Louzao was one of ten Berkeley firefighters sent to fight the Cedar fire—the largest and most destructive of the Southern California wildfires, claiming 14 lives and 2,232 homes.  

Only the 1991 Oakland-Berkeley Hills Fire—which killed 25 people and burned over 3,000 homes—was more destructive. 

But for the firefighters, most of whom had battled the local blaze, there was no comparison. 

“This reminded me of the Oakland fire, but ten times as worse,” said Lt. Kurt Chun. 

Chun led the four-man engine crew—Berkeley’s contribution to a five-engine county strike team. All four men, along with two Berkeley fire safety specialists, had volunteered for a county list for such assignments. Because they were working that Sunday, they got the call. 

Despite coming from different crews the firefighters worked seamlessly. 

In the valley, the strike team chief barked out orders about which houses to protect. The Berkeley engine crew would back into the driveway, rip out any brush that could fuel the blaze, lay down their hoses, soak the house and property, knock down the towering flames, extinguish any burning embers then race to the next house. 

“Houses were burning down right and left,” said Lt. John Anderson, one of the safety officers charged with establishing escape routes in case the fire threatened to overrun the firefighters. If the passageway closed, their packs contained fire-retardant tents as a last-ditch safety option. 

Complicating efforts, Chun said, was that they had to use their hoses sparingly because the engine only carries 500 gallons and they didn’t have an additional water source. 

Still, they saved countless homes that first day—in one instance using a garden hose and an ax to chop down beams of a burning patio and extinguish the fire before it engulfed the house. 

The rush of the first day paled in comparison to the joy of that first morning. With their section of the fire now under control, they spent the night camped in a neighbor’s back yard and awoke to find the neighbors had returned and prepared them breakfast. 

They received royal treatment wherever they went, drawing standing ovations in restaurants, honks of support from drivers and thumbs-up signs from passersby. 

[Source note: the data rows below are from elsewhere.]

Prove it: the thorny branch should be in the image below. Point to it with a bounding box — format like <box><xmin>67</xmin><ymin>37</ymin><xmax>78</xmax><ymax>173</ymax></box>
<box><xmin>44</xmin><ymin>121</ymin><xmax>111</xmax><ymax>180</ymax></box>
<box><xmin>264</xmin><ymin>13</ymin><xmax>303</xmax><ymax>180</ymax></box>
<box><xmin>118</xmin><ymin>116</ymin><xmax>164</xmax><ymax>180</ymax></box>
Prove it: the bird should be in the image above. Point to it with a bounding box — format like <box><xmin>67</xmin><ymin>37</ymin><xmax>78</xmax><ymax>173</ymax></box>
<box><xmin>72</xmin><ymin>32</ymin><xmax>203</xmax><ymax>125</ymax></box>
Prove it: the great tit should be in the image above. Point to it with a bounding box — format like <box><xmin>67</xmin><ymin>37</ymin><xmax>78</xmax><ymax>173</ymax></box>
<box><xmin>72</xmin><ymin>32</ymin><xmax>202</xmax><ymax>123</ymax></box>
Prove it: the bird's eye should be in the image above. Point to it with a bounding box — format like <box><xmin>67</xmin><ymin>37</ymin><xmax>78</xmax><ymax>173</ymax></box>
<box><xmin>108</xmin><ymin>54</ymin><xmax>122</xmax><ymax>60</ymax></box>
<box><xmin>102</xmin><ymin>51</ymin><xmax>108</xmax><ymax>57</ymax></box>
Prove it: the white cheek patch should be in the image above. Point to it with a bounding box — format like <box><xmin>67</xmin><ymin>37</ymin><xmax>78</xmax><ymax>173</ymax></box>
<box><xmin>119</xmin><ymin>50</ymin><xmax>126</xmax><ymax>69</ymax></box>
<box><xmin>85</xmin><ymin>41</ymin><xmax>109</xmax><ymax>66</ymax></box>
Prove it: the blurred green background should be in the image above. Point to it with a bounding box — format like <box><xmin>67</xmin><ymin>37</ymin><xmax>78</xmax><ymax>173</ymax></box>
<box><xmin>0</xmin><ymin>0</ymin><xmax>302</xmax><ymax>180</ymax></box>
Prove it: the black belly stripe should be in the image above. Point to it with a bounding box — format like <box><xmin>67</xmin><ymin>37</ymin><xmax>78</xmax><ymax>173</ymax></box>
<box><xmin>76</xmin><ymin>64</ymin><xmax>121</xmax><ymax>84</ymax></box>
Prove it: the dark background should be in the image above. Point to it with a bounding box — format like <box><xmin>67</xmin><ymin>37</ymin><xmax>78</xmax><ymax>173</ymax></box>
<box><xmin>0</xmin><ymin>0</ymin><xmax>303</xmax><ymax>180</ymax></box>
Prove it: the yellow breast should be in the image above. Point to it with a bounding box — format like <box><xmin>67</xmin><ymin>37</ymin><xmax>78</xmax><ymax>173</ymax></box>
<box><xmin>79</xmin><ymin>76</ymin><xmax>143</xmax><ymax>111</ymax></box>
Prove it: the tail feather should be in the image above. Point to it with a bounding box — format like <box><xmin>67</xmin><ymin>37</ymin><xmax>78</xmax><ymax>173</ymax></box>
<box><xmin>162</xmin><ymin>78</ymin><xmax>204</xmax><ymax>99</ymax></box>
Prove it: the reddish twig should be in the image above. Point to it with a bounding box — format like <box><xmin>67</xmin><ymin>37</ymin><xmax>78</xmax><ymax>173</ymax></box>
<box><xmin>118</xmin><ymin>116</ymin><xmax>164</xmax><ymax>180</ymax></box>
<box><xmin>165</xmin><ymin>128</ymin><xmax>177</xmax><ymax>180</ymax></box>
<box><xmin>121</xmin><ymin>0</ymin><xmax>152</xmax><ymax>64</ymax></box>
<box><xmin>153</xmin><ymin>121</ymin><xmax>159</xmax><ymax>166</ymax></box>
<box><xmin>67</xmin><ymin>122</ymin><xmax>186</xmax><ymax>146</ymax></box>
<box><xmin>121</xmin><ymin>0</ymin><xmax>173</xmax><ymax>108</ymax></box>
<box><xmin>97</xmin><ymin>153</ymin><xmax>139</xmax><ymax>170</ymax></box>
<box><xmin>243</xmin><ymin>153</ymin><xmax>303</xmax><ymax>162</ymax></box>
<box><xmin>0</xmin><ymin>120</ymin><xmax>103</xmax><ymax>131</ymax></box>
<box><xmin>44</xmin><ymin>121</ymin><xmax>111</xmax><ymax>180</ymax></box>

“People were so generous,” Louzao said. “It’s hard to deal with someone saying thanks because it’s awkward to be thanked for just doing our job.” 

They took care of each other as well. 

Anderson recalled a comrade taking a cold pizza delivered by local police and heating it on tiles from a burnt-out house so the firefighters working 24-hour shifts could eat a warm meal. 

The 50-mile-an-hour wind gust that made their first day so challenging soon shifted, making the rest of the week easy by comparison. 

They were sent to protect a trailer park and a Bible camp, spending most of their time clearing brush to prepare for a fire that never arrived.  

“The roofs and gutters got a good cleaning and the trees were trimmed, but that morning the fog came in,” Chun said. 

Their last assignment was their saddest. They were sent to perform mop-up duty in Julian, one of the hardest hit towns—and the place where Novato firefighter Steve Rucker died fighting the blaze the same day that Berkeley firefighters were battling in the valley. 

Rucker’s death weighed heavily on all the firefighters and their families. The media first erroneously reported the victim as an Alameda County firefighter, prompting Berkeley fire officials to call the firefighters’ families to assure them that everyone was OK. 

“It was really somber,” Chun said. “I think it was a reality check to everyone in our strike team that here is someone just as well trained as we were, and that it could have happened to anyone.” 

Julian looked apocalyptic. Lone chimneys rose from the blackened earth beneath a dirty orange sun. “The plants were toast,” Louzao said. 

But by morning, the winds shifted again, bringing cold, humid ocean breezes and even, perhaps miraculously, a little rain. 

The changes reigned in the fire, and when a second Berkeley engine dispatched to relieve the crew arrived, they quickly headed back north. A week had passed and the job was done. 

“I feel fortunate to have had the opportunity to help another community,” said Chun, a 17-year veteran of the Berkeley Fire Department. “Isn’t that just like Berkeley, being as humanitarian as we are? It fits us to send help to a community in need.”